The professor has observed \(\Pr[S \mid U]\) to be high, and based on this assumes that \(\Pr[S]\) is high (in the sample space of young people).
But this could be sample bias, as it could be that young people who are not Stanford students are not as stressed and \(\Pr[S]\) is much smaller than \(\Pr[S \mid U]\).
Scenario 3:#
A crime scene has footprints from size 14 men’s shoes; less than 5% of men have size 14 shoes.
The primary suspect wears size 14 shoes, but in the city where the crime took place there are at least 25,000 men with size 14 shoes, so there is only a 1/25000 chance that he committed the crime.
This is an example of the defense attorney’s fallacy.
Let \(G\) be the event of having committed the crime, let \(L\) be the event of having size 14 shoes.
The argument here is that, within the sample space of the city where the crime was committed,
\(\Pr[G \mid L] = 1/25000\).
But presumably the primary suspect was not just chosen uniformly among the people who wear size 14 shoes; there is likely other evidence against him as well.
When conditioning on that additional evidence, the likelihood of guilt increases.
Scenario 4:#
Only 7% of people have type O-negative blood. At a crime scene of a murder, the blood of the victim (type A positive) was found to be mixed with type O-negative blood.
The chief suspect has type O-negative blood. So the chance that the suspect is the perpetrator is 93%.
Let \(O\) be the event of the defendant having type O-negative blood. Let \(G\) be the event of the defendant being guilty.

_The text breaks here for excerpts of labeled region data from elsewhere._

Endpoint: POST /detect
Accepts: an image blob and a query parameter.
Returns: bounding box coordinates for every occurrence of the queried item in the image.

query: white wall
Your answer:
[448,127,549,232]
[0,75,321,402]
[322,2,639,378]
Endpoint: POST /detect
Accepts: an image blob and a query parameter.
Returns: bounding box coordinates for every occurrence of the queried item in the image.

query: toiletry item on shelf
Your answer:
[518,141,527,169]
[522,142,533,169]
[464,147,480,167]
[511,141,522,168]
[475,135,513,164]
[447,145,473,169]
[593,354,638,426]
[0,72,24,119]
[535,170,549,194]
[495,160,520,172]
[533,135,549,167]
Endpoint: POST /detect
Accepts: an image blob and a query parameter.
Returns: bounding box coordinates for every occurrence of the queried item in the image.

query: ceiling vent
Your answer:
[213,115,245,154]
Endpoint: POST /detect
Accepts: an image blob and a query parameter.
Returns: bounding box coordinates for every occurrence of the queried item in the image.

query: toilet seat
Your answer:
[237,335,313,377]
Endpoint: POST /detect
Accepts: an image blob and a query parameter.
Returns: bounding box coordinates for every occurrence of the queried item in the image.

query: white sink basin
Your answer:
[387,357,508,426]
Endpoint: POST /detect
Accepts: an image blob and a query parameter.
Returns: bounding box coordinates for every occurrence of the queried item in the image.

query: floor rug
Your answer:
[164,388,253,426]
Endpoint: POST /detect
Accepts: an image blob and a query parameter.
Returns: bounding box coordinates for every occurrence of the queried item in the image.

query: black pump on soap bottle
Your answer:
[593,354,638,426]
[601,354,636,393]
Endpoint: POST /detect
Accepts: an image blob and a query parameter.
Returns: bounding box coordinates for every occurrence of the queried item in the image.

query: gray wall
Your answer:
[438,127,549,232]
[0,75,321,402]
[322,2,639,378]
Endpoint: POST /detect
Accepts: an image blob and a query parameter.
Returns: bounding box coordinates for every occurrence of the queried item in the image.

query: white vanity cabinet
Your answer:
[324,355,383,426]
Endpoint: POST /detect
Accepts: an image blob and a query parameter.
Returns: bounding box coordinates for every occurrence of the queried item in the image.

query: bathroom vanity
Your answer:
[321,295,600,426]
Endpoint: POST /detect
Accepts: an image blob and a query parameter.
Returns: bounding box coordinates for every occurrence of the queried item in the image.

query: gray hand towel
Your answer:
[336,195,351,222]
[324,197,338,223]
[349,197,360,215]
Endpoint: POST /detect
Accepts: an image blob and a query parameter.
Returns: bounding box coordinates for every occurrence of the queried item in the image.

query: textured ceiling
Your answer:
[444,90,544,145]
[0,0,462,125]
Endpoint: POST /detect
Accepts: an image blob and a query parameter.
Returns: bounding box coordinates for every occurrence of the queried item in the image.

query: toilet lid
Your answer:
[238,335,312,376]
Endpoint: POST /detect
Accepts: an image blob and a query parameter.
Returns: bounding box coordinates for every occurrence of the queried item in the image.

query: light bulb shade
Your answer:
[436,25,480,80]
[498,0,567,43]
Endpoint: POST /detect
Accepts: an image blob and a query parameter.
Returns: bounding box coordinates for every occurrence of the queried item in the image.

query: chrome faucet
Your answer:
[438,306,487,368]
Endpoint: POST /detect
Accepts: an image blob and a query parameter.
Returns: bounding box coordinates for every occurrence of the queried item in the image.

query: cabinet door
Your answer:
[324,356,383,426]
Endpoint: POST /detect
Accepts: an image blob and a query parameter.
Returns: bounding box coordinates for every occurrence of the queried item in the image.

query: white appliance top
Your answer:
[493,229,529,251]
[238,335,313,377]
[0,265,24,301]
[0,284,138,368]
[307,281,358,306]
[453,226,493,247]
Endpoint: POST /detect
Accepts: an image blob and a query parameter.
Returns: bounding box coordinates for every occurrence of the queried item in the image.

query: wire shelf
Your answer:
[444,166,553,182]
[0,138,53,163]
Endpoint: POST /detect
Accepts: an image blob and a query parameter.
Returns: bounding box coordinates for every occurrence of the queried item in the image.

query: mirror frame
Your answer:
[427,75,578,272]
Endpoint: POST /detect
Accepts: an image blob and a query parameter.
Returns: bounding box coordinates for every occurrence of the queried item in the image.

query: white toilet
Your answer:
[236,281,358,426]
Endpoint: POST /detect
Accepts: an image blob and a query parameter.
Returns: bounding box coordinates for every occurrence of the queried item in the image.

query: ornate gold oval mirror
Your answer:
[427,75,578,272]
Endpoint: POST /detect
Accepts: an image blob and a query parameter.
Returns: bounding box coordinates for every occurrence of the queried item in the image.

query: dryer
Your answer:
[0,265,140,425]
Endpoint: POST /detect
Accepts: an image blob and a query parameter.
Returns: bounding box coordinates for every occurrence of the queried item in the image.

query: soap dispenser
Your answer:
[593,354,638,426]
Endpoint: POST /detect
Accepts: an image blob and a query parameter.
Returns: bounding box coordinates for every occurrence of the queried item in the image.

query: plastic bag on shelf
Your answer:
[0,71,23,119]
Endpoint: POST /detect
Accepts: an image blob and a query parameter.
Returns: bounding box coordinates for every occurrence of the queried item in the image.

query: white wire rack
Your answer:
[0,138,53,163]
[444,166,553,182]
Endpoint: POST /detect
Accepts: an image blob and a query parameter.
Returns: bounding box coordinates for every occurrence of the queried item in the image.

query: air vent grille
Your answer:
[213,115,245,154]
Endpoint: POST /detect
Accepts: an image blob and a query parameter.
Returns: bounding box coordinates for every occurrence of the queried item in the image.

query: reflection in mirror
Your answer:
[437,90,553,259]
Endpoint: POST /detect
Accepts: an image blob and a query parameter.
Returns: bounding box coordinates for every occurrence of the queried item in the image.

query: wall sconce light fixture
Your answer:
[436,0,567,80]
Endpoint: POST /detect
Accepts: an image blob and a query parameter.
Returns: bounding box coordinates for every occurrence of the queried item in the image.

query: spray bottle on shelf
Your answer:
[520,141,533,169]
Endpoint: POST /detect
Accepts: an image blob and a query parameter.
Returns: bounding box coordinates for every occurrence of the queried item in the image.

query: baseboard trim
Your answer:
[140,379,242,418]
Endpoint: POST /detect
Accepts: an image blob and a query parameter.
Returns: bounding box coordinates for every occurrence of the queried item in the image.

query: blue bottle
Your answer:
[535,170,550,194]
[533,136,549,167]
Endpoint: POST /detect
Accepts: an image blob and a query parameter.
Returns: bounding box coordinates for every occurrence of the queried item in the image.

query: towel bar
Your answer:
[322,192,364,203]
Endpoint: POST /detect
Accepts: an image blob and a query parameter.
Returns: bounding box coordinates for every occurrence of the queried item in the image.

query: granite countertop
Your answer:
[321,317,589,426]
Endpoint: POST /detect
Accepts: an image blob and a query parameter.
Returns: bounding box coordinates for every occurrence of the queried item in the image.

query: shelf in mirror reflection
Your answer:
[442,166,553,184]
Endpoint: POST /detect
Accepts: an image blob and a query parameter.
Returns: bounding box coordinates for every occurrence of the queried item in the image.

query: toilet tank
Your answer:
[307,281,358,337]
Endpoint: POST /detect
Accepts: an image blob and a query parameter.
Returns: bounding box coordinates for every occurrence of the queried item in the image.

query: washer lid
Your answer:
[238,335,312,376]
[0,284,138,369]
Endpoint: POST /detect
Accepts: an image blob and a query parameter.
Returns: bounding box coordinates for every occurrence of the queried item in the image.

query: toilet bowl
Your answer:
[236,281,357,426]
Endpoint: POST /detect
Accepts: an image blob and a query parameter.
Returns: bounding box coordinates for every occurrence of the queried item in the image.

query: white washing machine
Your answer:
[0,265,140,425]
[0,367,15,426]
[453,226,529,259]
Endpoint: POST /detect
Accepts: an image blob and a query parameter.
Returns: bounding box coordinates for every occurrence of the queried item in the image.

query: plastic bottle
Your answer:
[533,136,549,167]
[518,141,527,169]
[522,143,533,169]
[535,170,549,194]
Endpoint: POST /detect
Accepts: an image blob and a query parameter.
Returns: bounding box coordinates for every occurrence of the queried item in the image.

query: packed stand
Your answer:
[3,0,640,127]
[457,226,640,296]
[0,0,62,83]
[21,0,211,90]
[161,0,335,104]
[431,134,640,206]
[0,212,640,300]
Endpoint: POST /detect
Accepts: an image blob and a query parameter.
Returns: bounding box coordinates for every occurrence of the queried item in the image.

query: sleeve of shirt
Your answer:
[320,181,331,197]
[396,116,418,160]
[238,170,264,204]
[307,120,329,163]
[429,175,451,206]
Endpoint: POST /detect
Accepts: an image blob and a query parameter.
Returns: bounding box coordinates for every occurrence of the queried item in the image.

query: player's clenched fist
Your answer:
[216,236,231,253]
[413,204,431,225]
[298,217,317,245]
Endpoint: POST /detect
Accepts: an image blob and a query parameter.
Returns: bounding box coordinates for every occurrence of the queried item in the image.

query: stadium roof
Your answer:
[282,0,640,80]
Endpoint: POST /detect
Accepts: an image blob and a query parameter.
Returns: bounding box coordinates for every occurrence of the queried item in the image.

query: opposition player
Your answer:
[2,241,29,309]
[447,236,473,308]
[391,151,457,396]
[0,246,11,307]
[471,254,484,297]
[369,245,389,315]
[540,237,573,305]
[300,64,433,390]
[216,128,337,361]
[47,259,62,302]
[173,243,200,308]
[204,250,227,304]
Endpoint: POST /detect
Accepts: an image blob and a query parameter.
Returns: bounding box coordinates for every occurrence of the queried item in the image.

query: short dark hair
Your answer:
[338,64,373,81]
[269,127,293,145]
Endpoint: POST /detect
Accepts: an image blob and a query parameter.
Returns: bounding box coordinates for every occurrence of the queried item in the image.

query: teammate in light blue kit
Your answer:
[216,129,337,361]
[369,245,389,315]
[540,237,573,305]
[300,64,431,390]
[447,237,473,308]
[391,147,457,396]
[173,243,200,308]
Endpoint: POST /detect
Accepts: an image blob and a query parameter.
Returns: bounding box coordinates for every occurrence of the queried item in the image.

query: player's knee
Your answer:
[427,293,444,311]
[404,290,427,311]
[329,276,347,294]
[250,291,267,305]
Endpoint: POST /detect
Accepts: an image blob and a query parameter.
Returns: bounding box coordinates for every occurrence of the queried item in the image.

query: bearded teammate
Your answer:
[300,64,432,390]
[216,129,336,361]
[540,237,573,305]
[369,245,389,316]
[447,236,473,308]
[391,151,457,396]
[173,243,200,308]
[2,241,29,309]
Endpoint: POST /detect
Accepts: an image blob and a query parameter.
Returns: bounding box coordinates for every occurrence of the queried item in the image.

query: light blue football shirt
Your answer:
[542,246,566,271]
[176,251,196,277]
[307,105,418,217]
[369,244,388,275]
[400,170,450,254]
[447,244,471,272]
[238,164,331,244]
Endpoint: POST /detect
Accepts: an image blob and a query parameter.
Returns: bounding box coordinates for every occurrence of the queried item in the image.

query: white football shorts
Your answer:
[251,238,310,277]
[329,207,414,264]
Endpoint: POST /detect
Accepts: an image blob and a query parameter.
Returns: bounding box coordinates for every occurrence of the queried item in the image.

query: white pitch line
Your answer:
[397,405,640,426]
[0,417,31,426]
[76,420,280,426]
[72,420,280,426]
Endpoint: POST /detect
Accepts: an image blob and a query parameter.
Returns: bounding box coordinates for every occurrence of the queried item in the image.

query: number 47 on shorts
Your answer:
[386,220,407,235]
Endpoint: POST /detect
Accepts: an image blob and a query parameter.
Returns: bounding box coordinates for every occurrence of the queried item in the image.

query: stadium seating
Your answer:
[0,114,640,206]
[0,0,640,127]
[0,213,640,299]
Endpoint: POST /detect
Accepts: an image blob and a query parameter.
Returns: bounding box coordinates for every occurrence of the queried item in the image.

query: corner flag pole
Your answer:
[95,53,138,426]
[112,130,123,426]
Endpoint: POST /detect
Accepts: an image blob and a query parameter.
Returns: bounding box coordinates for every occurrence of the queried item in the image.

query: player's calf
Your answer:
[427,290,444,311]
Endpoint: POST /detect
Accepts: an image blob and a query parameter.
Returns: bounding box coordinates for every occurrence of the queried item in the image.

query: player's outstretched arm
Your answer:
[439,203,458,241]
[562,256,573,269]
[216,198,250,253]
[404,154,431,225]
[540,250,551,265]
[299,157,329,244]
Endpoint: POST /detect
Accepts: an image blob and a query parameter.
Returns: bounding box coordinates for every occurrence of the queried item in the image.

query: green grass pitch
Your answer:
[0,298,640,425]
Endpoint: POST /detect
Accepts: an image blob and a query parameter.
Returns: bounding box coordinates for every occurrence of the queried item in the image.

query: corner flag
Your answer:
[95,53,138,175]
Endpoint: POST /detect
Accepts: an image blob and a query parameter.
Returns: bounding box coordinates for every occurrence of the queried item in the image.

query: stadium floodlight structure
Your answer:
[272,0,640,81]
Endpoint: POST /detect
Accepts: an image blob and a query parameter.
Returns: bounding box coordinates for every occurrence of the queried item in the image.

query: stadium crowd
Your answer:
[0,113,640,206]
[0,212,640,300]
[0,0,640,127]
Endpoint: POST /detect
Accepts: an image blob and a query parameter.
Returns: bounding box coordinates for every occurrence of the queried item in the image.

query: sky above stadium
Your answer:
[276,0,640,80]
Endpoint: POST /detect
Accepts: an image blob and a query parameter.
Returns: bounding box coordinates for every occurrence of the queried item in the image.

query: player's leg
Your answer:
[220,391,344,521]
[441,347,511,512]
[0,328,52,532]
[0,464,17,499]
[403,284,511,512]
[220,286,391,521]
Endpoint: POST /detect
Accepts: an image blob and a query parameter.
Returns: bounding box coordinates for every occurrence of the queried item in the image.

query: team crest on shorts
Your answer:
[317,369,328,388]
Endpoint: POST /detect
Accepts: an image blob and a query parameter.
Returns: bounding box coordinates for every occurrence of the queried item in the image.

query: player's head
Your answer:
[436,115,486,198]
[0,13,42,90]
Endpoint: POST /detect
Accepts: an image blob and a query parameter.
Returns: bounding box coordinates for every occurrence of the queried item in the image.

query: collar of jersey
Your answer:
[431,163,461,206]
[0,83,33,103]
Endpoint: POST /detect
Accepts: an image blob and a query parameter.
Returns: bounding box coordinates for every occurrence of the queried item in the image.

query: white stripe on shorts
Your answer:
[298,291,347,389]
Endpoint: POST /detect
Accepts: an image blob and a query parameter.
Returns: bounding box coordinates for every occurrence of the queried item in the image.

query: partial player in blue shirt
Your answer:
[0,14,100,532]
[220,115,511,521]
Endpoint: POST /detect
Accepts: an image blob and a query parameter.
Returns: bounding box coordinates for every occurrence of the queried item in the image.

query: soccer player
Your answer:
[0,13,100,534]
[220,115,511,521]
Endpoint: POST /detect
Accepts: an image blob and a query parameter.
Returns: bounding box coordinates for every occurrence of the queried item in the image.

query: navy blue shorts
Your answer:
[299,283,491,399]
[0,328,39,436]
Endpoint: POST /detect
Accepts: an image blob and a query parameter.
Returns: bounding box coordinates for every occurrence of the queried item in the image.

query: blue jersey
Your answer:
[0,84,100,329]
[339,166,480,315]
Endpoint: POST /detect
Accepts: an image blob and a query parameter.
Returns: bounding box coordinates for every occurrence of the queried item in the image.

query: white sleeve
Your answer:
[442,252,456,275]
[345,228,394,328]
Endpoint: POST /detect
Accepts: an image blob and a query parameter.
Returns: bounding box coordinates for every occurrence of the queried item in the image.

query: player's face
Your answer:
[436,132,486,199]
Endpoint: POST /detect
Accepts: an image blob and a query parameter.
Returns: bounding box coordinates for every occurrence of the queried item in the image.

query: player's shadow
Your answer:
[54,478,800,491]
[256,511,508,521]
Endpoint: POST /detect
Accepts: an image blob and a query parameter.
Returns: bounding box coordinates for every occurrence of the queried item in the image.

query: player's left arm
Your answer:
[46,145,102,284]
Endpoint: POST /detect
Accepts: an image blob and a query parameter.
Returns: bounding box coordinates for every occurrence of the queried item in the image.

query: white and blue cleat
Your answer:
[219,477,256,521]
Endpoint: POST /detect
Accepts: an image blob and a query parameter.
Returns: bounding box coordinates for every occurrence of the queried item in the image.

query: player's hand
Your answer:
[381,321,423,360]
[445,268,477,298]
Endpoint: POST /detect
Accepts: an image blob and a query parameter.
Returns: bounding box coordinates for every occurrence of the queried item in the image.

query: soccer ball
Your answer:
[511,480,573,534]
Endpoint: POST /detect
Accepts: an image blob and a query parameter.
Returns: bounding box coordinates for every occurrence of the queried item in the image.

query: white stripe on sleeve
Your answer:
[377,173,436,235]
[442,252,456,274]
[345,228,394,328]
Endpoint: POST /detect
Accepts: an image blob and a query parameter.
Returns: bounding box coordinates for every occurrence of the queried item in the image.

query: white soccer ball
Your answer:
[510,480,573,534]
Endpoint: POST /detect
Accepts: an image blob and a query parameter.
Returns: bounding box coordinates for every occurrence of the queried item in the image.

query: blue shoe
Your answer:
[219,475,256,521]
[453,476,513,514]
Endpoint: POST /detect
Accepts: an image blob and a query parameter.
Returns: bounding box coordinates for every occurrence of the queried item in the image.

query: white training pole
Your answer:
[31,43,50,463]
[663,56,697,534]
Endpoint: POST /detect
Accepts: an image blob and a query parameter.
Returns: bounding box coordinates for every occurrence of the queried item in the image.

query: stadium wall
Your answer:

The argument is that if the man were innocent, the chance of having type O-negative blood is \(\Pr[O \mid \overline{G}] = 0.07\).
The fallacy here is to assume that \(\Pr[\overline{G} \mid O] = 0.07\), and therefore by the law of complements \(\Pr[G \mid O] = .93\).
This is the prosecutor’s fallacy; we are actually interested in the chance the defendant is innocent, $\(\Pr[\overline{G} \mid O].\)$
Scenario 5:#
A recruiter is reviewing applications for a job, for which only 10% of the applicant pool is actually qualified.
The recruiter automatically marks any applicant with a GPA \(\ge 3.7\) as “likely qualified”, reasoning that 3.7 is the GPA associated with an A- average or above, and an A- is a good grade.
This is an example of the base rate fallacy.
Let \(Q\) be the event that the candidate is qualified, and let \(A\) be the event of having a GPA at least 3.7.
The recruiter reasons that \(\Pr[A \mid Q]\) is high. But the recruiter then goes on to assume that \(\Pr[Q \mid A]\) must be similarly high.
This neglects the base rate for \(Q\) and also the base rate for \(A\)!
If almost everyone has a high GPA because of grade inflation, and only 10% of the applicant pool is qualified, then \(\Pr[Q \mid A]\) would be small.